Вертинского полюбили и простые люди. Есть свидетельства, что его песни пели даже в лагерях. Срабатывал мощный контраст. Лиловый аббат, китайчонок Ли, принцесса Ирэн, юные пажи словно бы подмигивали комсомольцам, «ворошиловским стрелкам», зэкам и значкистам ГТО: «Знайте, ребята, есть другой мир. Есть синий и далекий океан, есть бананово-лимонный Сингапур. На свете много превосходных вещей, помимо соцсоревнования, пленумов Политбюро, кумачовых лозунгов и очередей за хлебом и мануфактурой». Для простых людей существование Вертинского и Лещенко было главным свидетельством об эмиграции, о второй России.
2. Закупорить СССР не удается
Коллективизация, «добровольно-принудительный» труд, высылки в холодные края – все это дало огромный урожай попыток бежать через советскую границу. Рабочие и крестьянские парни, не знавшие никаких языков, твердо верили, что стоит оказаться на той стороне, как тут же найдется русский, который переведет, объяснит, поможет.
До февраля 1936 г. через Торгсин можно было купить (за 500 руб. в золотом эквиваленте) заграничный паспорт, дававший возможность законно уехать насовсем. Такие паспорта обычно покупали зарубежные родственники, чтобы вызволить своих. Рассказы о выезжающих жадно передавались из уст в уста, вокруг них складывался целый фольклор. Отъезды были лучшим свидетельством: «нашим» за границей живется неизмеримо лучше, чем нам здесь.
Пока не опубликованы данные по перебежчикам. Интересно, что бежали не только из «государства рабочих и крестьян», бежали и в него – простые люди, изредка наивные идеалисты. Из Финляндии границу переходили преимущественно карелы, из Эстонии и Латвии (с Литвой до 1939 г. общей границы не было) – молодые русские, из Польши и Бессарабии – русские, белорусы, украинцы, молдаване, евреи, из Синьцзяна и Маньчжурии – казаки. Переходили в надежде отыскать утерянных родственников, безработные рассчитывали найти работу, юношей и девушек привлекало бесплатное образование. Это были стихийные репатрианты. Большинство получало разрешение остаться в СССР, но слишком увлеченные рассказы о жизни «за бугром» закончились для многих пулей в затылок (постановление Политбюро ЦК ВКП(б) «О мерах, ограждающих СССР от проникновения шпионских, террористических и диверсионных элементов» от 9 марта 1936 г., директивы НКВД о бывших перебежчиках от 17 августа 1937 г., 30 ноября 1937 г. и др.). К счастью, все же не для всех. Вдобавок слова и идеи подобны монетам – будучи однажды выпущены в обращение, они уже никогда не могут быть изъяты полностью, это вам подтвердит любой нумизмат.

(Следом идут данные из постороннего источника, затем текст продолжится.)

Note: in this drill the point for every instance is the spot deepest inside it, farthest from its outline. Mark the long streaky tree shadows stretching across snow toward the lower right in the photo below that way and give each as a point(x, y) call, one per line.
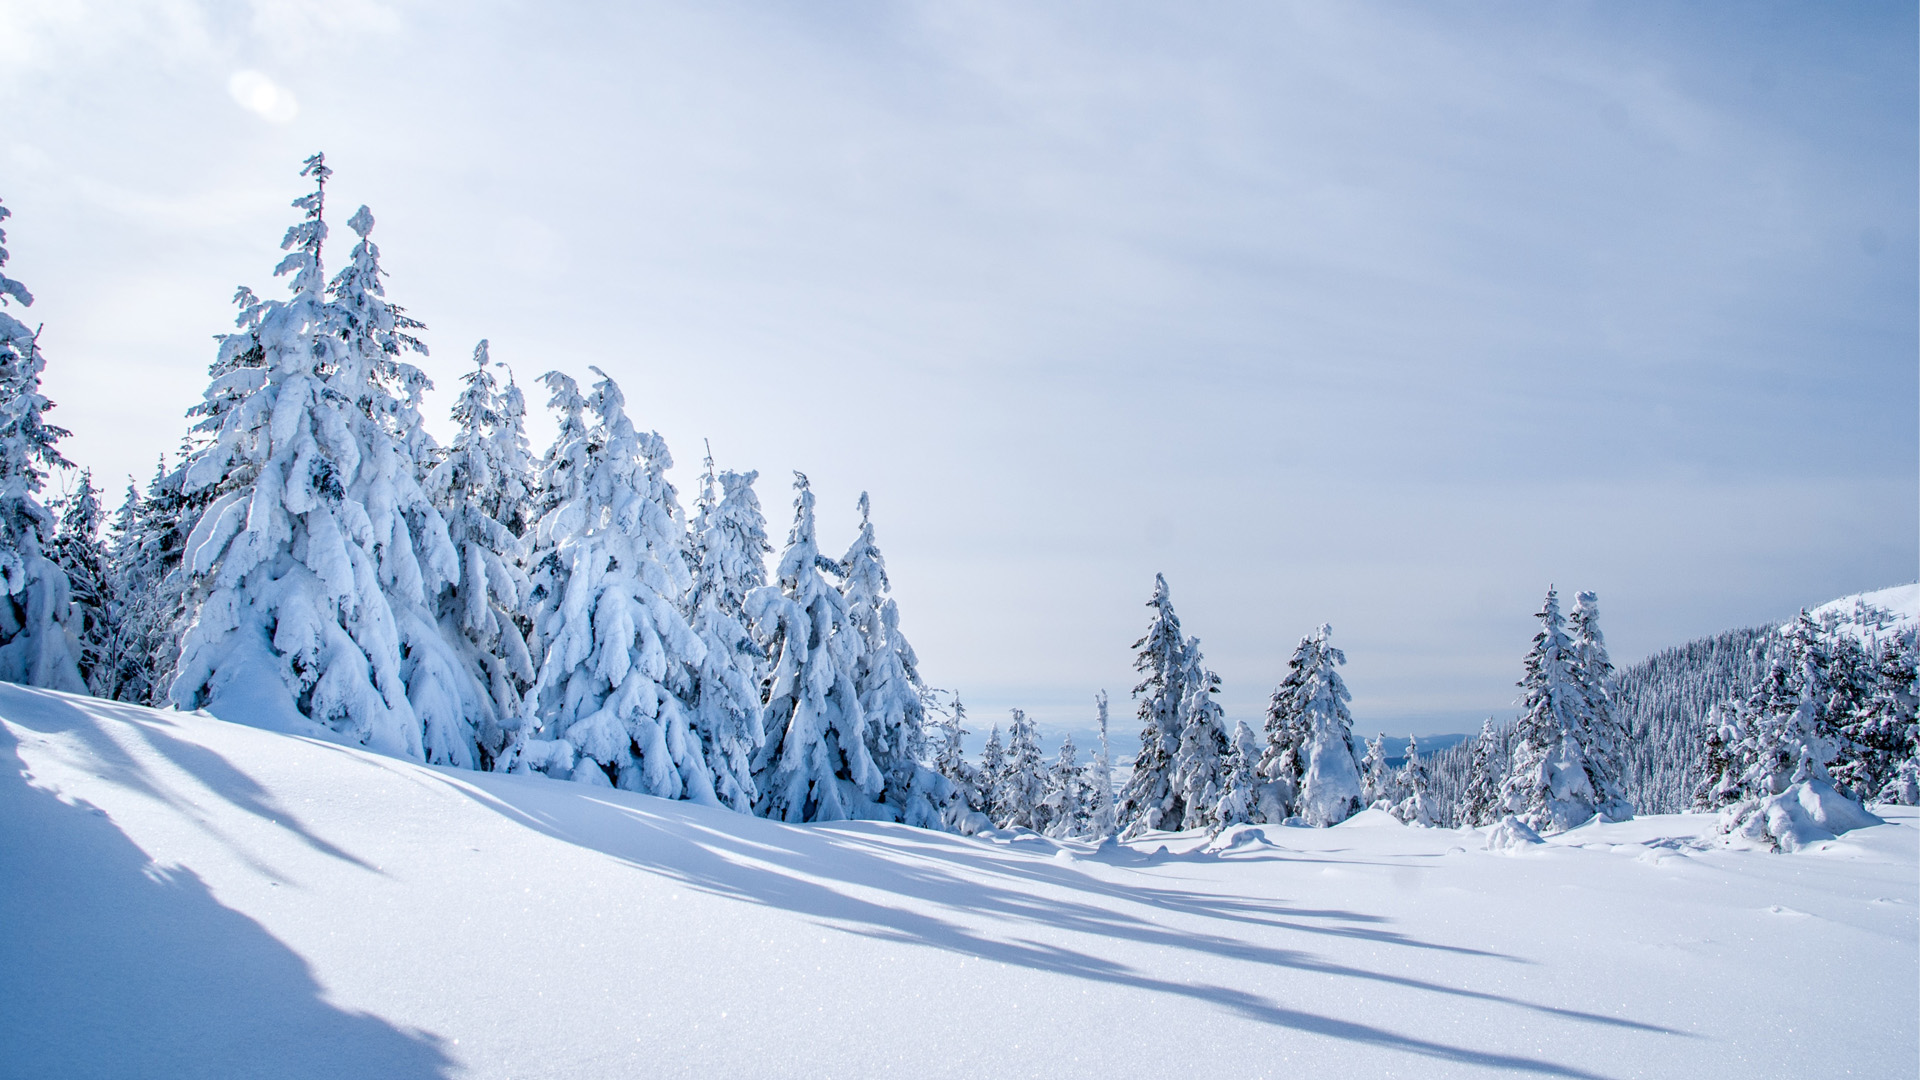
point(821, 873)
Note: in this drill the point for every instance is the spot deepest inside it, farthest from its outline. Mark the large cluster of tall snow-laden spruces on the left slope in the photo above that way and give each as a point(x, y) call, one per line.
point(314, 560)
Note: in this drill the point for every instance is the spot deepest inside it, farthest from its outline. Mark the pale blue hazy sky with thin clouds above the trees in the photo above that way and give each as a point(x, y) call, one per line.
point(1383, 316)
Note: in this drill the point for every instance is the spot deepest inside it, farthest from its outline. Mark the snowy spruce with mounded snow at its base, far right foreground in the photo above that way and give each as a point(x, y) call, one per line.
point(1788, 795)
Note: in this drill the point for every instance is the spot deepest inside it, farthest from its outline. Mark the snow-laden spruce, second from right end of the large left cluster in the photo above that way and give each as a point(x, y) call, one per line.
point(815, 764)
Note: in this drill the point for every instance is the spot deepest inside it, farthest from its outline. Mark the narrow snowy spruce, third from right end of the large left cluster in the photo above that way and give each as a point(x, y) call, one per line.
point(731, 564)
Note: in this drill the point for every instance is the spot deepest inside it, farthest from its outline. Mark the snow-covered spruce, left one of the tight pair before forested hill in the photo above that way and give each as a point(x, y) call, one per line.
point(1548, 785)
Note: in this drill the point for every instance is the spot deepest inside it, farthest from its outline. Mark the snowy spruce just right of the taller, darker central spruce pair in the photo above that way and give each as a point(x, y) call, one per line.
point(1310, 706)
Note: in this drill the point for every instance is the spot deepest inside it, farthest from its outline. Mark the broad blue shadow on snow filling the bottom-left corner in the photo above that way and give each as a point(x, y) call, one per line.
point(116, 968)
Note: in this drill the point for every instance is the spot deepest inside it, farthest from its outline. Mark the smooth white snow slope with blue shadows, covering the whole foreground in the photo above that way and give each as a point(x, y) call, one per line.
point(195, 898)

Не исключено, что окажется во многом неожиданной, когда будет опубликована, и статистика легальных въездов и выездов. Практически не изучены активные действия эмиграции в СССР. Советские «труды» вроде «Крушения антисоветского подполья в СССР» (1980) Давида Голенкова не могут быть приняты всерьез.
В подготовленной «Мемориалом» книге «Расстрельные списки. Коммунарка, Бутово, 1937–1941» (М.: Мемориал, Звенья, 2000) на с. 274 фигурирует Константин Константинович Метелкин, 1915 г. р. (уроженец Томска, русский, беспартийный, образование низшее, курсант автошколы, адрес: Москва, Каланчевская, 21, общежитие), расстрелянный 16 июня 1938 по приговору Военной коллегии Верховного суда СССР. Обвинение: членство в «к. – р. организации Народно-трудовой союз нового поколения» (позднейший НТС). Это случайно попавшая на глаза фамилия. Невероятно, чтобы Метелкин был единственным, кому было предъявлено такое обвинение.
Принять его в НТС мог только эмиссар этой организации. Они проникали в СССР с конца 20-х гг. через польскую и румынскую границы, это называлось «ходить по зеленой тропе». Проведя в СССР по нескольку месяцев, они возвращались обратно, не замеченные грозным НКВД. Но что они делали в стране? По рассказам, в архиве НТС во Франкфурте хранятся магнитные ленты с подробными отчетами об этих путешествиях ветеранов НТС Околовича, Трушновича, Колкова и других, надиктованные ими в 60-е гг. и до сих пор вроде бы не расшифрованные (информация нуждается в проверке). Эти скрипты могли бы бросить новый и, не исключено, неожиданный свет на деятельность русской эмиграции в СССР и на подсоветскую жизнь вообще.